Tolka Chorus invited residents of County Meath and County Dublin to participate in a series of choral workshops at the river Tolka.  Building on the compositional methods devised for Belfast City Choir, the workshops explored a range of musical strategies for listening, composing, performing and improvising. During the workshops based at Mulhuddart Community Centre, participants used their voices to recreate the sounds of the river, its communities and its localities.

Participants were led through a collaborative process to research and curate local history and literature into lyrics for their own musical compositions. Together they developed their own methods of vocal improvisation and verbal notation to produce a group performance based on an imagined journey along the river Tolka.

The above video shows the animated score projected at the time of a live performance by Tolka Chorus. The soundtrack to this film is a montage of performances during workshops and rehearsals.

Additional documentation can be found at the Tolka Nights homepage.

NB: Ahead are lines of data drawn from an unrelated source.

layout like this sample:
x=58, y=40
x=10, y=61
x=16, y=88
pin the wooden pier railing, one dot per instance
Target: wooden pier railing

Tolka Chorus was part of Tolka Nights – a large scale public art project commissioned under the Per Cent for Art Scheme relating to the creation of flood defence systems on the River Tolka in catchment areas across Dublin, Fingal, and Meath. This commission was supported by the Office of Public Works (OPW), Dublin City Council, Fingal County Council, Meath County Council, and Create.

Performance:

11 September 2015 : Tolka Nights. Tolka Valley Park, Dublin.

Published:

(Forthcoming 2017) Green, M. & D’Arcy, J. ‘Recalling the River: The River Soundscape in the Site-specific and Social Practice of Tolka’. Invisible Places: Sound, Urbanism and Sense of Place, Azores.

Presented at conference:

Anderson, S., D’Arcy, J., Green, M.  Guy, J., McIvor, C. & Sloan, S. (2015) ‘Tolka Nights’. Create Collaborative Networking Day, Irish Museum of Modern Art, Dublin.

Cited in publications:

Laws, J. (2015) ‘Moody River’ in Visual Artists Ireland News Sheet (November/December 2015).